It appears that the addition of DBUS_SESSION_BUS_ADDRESS to the list of standard environment variables automatically passed from the client to gpg-agent (added by T3947) causes a regression for environments where the client does not have correct information about the environment in which pinentry will be launched.
An example of such an environment is an application running in a Flatpak container. When gpg is invoked from inside the container, its environment will contain DBUS_SESSION_BUS_ADDRESS=/run/flatpak/bus. This DBUS address is only valid within the container, but it will be passed to the gpg-agent running on the host system. pinentry is then launched by the agent on the host system with the same DBUS address in the environment and will fail to connect to DBUS, thereby failing to prompt the user for their pin.
This issue has been reported in the linked bug report (for Mozilla Thunderbird Flatpak) [1] [2] and also on the gnupg-users mailing list (for Evolution Flatpak) [3]. It is likely that any Flatpak application that packages gpg and communicates with a gpg-agent running on the host will experience this issue.

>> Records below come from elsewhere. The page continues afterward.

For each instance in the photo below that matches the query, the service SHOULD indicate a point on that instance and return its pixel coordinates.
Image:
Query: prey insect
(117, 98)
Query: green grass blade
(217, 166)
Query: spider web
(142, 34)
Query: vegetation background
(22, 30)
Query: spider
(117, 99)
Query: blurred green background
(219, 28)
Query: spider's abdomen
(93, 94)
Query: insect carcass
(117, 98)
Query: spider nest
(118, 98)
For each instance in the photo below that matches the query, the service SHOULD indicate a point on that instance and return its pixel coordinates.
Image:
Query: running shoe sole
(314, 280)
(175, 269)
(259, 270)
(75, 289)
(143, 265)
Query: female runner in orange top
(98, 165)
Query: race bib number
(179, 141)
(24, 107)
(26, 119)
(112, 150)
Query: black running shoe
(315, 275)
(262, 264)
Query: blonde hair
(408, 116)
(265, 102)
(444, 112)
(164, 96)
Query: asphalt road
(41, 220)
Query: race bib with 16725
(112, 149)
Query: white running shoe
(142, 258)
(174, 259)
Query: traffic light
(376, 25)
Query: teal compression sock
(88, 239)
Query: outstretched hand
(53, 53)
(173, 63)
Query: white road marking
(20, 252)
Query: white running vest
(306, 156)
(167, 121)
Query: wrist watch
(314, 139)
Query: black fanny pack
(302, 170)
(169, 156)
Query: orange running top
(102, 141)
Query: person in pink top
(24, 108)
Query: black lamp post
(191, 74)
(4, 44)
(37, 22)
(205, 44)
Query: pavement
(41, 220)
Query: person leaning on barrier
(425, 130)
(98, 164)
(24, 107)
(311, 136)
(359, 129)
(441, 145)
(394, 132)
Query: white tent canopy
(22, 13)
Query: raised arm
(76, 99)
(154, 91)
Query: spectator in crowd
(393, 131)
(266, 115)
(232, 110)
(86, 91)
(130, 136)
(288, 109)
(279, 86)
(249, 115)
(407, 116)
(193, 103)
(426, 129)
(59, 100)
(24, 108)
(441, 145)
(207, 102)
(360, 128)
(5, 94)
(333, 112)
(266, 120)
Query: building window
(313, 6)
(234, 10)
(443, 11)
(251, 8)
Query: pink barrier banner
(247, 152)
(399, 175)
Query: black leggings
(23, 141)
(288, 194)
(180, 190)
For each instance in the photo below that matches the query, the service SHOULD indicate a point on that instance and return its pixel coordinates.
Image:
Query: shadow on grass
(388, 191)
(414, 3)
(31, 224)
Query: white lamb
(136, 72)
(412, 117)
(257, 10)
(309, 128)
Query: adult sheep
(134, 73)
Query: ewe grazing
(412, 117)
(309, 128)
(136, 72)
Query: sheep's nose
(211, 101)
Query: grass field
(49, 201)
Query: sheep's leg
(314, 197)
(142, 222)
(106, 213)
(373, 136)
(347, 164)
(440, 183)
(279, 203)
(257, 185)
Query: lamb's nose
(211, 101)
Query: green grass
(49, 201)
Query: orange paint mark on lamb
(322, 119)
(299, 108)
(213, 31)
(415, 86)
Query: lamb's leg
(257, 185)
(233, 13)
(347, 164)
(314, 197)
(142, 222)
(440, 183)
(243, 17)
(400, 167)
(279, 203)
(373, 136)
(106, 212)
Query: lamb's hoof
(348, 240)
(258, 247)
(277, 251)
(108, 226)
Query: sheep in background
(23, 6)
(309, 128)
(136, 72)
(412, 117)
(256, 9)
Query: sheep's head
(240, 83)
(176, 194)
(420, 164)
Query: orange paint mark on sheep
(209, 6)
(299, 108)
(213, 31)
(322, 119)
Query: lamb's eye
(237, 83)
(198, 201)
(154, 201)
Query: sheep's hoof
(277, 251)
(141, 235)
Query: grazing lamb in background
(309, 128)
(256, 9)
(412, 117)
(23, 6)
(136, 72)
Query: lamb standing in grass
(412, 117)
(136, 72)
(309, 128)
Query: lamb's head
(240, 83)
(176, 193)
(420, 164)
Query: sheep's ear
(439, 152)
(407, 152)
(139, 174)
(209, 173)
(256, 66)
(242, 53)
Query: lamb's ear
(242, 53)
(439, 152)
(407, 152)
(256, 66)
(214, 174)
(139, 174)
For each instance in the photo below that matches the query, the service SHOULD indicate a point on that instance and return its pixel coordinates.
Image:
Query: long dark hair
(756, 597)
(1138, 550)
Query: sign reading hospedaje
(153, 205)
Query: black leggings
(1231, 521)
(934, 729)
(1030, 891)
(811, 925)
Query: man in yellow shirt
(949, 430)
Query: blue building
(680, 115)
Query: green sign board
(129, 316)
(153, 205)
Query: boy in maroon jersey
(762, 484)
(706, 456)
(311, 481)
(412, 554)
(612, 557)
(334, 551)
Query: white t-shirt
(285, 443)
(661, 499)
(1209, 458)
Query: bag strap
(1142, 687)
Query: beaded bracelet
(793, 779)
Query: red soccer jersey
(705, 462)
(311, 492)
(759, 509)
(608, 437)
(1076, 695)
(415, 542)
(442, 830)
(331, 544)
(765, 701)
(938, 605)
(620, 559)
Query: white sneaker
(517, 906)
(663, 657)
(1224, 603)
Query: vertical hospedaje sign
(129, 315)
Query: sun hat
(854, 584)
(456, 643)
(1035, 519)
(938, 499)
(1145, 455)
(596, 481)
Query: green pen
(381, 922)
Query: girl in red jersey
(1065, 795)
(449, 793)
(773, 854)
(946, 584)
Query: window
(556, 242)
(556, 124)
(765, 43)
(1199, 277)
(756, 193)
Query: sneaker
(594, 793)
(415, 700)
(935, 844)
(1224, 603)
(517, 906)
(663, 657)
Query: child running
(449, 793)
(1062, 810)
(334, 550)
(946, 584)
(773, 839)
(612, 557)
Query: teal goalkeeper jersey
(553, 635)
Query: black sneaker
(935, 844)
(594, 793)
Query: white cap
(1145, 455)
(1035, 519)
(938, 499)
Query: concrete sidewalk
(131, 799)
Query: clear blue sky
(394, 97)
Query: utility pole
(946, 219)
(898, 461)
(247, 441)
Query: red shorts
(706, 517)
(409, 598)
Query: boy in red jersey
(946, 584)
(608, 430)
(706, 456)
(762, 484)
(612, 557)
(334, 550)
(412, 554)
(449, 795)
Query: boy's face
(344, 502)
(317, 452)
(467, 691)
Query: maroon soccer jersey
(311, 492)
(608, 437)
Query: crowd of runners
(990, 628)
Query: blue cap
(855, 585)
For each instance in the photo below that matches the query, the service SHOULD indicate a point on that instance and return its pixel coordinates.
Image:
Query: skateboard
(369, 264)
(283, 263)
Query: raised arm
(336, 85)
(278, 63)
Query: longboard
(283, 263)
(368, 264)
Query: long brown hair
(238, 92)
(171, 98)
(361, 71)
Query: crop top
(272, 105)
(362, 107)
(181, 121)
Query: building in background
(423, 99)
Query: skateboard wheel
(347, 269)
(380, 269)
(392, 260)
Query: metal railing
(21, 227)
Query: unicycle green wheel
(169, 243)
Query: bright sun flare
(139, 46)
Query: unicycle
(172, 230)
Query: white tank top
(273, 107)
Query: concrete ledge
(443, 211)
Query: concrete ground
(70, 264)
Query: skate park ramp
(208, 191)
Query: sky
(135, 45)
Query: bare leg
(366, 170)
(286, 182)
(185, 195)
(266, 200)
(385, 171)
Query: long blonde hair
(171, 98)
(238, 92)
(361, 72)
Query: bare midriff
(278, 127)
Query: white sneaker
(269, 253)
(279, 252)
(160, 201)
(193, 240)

Steps to reproduce, without using Flatpak:
- Install gpg >= 2.3.0
- Create a signing key protected by a password
- Configure gpg-agent to use pinentry-gnome3
pinentry-program /usr/bin/pinentry-gnome3
- Simulate running gpg with an invalid DBUS_SESSION_BUS_ADDRESS in the environment:
DBUS_SESSION_BUS_ADDRESS=/run/flatpak/bus gpg --sign --armor
- pinentry-gnome3 is unable to connect to DBUS and so cannot prompt the user in their graphical environment. In this example, pinentry is able to fall back to the curses prompt in the terminal, but when running from inside a Flatpak, this fallback is not available and so no prompt is displayed to the user at all.